Another reason I feel like I’ve been so hurt and can’t let go of my sadness. I finally realized that it was you. The entire time, it was you.
I was hurting for so long and even after we talked about the self-harm, suicidal thoughts, and feelings of madness, I think you thought it would all just go away. However, even then I still felt some type of way towards you. Whenever I spoke about you, it still felt wrong to be able to tell people of the “wonderful” childhood I had, but I couldn’t quite honestly say that I hated you. Except now that I was moving forward from the feelings of loneliness, sadness and hatred with myself, that I began to see I couldn’t do it just yet because I would soon be going back to the house I grew up in and have to “deal” with living with you two for the summer. There was something about this idea that made me feel really sick. I realized then that I couldn’t really move on by just letting go of a friend, but I also had to deal with the one person I hadn’t really yet forgiven… you.
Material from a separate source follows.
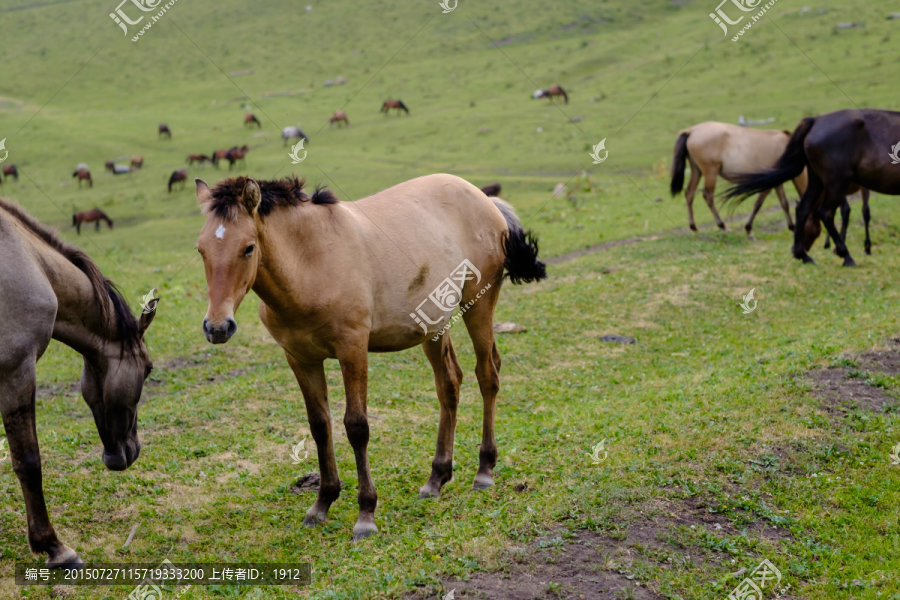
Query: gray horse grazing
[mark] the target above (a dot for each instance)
(51, 290)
You knew. You knew I was in pain at such a young age. You knew that I had these thoughts and not just once had you sat me down and (as much as I hated it then) talked to me about why my feelings were invalid. You thought that it was “just a phase” or that I “was being influenced” but really I was trying to make sense of it all. You found out I was in pain and instead of helping me, you pushed it aside and pretended that I was okay. You told me that if I contacted someone for help (which wasn’t what I wanted then) that it would affect my future and it would go “on my record”. These words terrified me. Then I got older and believed the lies you fed me and when yet again I was feeling distressed, who was I to turn to? The one who kept saying that she loved me and was there when I needed her but pushed my feelings to the side, acting as if they weren’t real? I trudged on and had to grow up this way. Then when I finally found out it was all a lie, I was shocked. You know, some people don’t have those people they can talk to, they don’t have someone they can turn to, they have no one, but I had you. But I didn’t really have you, did I. You had the opportunity to help me and you turned me aside and deep, deep down I could never forgive you for this. For seven years I was in pain and the last 3 of them I had wanted it all to end so badly that I almost entrusted you with my feelings again, but I didn’t want to be rejected the care I needed so I hid it. Until just recently, when it was time to go “home”, I realized that I could have felt better about a lot of things much, much, MUCH sooner. You’re the reason why I continued to hurt. You’re the reason why I still feel hurt about the way things went growing up. I was supposed to grow up and feel loved, wanted and cared for, and although I can’t put the blame on just one person for the way I felt, I know I could have felt better. Yet you were the reason why it wasn’t so.